The same thing happened when our baby was born. The gynae and medical staff warned us: “Using herbal medicines, especially cannabis, your child could be colicky, addicted, or worse.” We braced ourselves… and none of that happened. My kid is thriving. Again, no one’s rushing to publish that in a glossy journal, but I’m not ignoring what I see with my own eyes. Holistic wellbeing is what I stand for.
Saddens me that we still live with the hangover of “dagga is a gateway drug.” I grew up with that narrative. I believed a single puff would send me straight to Tik and then to the streets. That fear is real, and it still lives in many households. So, every time a patient comes back, I hand them a quick survey: What did you use? How did it feel? What changed? It’s not paperwork for the sake of paperwork; it’s how I track progress, adjust doses, and understand their relationship with the plant. I also record video testimonials when patients are willing to share their experiences. Real faces, real stories. Seeing someone talk about how herbal medicine eased their arthritis or anxiety is worth more than a hundred generic “studies show” quotes.
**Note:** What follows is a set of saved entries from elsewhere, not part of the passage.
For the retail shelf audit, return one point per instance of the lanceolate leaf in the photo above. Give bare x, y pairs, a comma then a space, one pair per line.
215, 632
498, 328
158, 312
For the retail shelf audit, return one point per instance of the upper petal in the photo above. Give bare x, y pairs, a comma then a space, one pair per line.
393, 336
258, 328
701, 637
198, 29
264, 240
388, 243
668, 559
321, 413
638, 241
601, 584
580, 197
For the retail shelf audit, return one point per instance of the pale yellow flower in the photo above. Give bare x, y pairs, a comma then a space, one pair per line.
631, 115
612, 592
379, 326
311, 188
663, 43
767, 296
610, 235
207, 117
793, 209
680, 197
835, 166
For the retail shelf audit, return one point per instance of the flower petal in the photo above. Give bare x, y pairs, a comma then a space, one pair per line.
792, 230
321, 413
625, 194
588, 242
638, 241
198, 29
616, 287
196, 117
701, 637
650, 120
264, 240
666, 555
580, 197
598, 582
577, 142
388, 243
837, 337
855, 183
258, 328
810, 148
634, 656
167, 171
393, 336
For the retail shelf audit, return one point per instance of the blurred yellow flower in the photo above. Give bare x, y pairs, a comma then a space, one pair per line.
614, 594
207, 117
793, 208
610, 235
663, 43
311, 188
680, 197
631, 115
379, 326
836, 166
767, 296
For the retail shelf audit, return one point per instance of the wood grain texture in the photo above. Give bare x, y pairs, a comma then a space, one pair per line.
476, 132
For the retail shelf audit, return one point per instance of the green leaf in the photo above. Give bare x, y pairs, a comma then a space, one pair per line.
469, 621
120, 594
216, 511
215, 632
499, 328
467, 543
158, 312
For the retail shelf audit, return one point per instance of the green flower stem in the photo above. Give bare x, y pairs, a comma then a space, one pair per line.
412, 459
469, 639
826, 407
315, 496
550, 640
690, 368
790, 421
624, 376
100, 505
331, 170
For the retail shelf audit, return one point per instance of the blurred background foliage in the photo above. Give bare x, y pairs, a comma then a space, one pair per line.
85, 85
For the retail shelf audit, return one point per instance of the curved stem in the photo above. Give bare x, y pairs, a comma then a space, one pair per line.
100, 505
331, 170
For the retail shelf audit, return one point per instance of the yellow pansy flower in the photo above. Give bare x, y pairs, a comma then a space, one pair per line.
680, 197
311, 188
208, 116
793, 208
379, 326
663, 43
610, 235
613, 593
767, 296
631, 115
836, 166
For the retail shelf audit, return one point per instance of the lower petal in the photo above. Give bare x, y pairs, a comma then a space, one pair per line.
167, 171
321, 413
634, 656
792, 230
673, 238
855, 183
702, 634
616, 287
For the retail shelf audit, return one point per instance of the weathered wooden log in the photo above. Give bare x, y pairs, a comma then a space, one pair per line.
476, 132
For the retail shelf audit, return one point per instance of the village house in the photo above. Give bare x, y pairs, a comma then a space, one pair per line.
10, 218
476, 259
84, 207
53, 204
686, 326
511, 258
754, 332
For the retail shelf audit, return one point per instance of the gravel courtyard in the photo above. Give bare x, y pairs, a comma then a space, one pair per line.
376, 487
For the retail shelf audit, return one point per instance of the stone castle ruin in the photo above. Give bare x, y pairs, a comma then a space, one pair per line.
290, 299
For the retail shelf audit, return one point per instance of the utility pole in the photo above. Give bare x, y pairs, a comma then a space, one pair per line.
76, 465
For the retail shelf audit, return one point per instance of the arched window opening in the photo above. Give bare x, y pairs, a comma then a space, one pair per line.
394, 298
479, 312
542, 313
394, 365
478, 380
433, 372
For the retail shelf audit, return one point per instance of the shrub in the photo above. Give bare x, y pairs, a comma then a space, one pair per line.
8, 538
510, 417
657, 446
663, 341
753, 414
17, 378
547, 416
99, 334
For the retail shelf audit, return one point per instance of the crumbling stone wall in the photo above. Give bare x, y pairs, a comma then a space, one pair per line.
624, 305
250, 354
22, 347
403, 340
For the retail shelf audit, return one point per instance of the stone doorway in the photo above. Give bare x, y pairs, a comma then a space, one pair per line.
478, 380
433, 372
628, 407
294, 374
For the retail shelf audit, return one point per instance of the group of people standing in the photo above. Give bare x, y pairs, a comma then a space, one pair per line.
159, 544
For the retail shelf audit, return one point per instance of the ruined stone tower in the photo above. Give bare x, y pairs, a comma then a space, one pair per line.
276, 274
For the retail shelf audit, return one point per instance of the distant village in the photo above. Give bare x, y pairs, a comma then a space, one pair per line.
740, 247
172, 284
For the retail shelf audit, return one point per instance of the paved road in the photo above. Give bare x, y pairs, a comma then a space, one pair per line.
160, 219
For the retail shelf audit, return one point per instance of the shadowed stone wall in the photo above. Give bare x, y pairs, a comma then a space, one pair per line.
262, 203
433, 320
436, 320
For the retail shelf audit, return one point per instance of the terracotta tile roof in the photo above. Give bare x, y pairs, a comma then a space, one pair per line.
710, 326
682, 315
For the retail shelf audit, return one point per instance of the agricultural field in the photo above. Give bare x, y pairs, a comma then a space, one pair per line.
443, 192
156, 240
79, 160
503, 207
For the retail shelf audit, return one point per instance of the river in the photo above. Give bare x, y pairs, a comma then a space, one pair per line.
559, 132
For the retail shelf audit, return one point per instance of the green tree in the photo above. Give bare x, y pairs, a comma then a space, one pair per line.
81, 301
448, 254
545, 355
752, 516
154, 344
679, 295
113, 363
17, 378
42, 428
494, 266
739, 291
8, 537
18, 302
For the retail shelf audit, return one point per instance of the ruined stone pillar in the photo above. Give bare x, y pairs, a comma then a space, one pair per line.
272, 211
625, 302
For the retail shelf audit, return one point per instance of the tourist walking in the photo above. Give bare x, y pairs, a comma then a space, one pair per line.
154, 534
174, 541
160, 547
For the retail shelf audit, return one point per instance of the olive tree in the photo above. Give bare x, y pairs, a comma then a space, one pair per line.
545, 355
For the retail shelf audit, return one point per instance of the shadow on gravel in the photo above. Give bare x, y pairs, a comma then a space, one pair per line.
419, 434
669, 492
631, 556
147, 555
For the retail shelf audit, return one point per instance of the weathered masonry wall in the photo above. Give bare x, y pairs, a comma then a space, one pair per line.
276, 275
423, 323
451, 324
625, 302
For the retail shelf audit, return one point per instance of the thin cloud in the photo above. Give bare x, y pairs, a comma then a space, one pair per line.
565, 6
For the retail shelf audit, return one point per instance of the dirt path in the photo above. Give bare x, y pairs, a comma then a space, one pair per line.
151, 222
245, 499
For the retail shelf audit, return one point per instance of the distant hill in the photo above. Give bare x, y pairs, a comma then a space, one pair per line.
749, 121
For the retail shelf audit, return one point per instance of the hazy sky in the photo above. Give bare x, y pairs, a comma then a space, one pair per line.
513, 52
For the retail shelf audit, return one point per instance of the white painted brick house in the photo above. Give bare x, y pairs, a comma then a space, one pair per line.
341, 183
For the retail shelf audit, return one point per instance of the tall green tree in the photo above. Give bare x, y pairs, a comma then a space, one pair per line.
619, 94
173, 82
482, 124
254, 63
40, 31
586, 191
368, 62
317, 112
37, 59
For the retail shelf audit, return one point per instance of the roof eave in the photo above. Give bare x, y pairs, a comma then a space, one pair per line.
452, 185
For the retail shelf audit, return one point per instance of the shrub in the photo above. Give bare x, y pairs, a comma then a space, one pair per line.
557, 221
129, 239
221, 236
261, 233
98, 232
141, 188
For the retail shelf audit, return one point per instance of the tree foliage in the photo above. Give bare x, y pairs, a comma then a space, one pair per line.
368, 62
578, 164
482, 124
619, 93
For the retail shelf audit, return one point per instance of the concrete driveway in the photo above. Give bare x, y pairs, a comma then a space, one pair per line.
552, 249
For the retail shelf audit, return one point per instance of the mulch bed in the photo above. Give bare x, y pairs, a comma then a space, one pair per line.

Of course, cannabis is still an unregistered medicine, which means formal research is thin. So, healers like me are doing the groundwork collecting data, logging outcomes, and building case studies. It’s grassroots science, but it’s something. One day, I hope it feeds into proper clinical trials and policy reforms. Until then, we document, we adapt, we keep people safe.
The stigma, though, that’s a beast. And honestly, our government could do a lot more. There’s money on the table here: tax revenue, tourism, job creation. Imagine tourists flying in to walk through a cannabis farm, spending money on local accommodation, infused traditional food, tours, then leaving singing South Africa’s praises. That’s a whole economic chain waiting to be tapped. Instead, we’re stuck in limbo, and a public narrative that still paints cannabis users as dropouts and criminals.
Green Health Renegade is my answer to a broken system, a place where cannabis isn’t demonised or glorified, just respected. Where elders feel safe asking “Will this help my knees?” and young people learn that plant medicine isn’t a free-for-all. Where we combine indigenous wisdom with modern observation, honour dosage, track effects, and tell the truth even when it’s inconvenient.
So, yeah—call it a dagga shop if you want. Come see for yourself. You’ll find more lab notes than rolling papers, more surveys than stoner memes. You might walk out with imphepho or CBD, or maybe just a different view on what healing looks like. Either way, my door is open.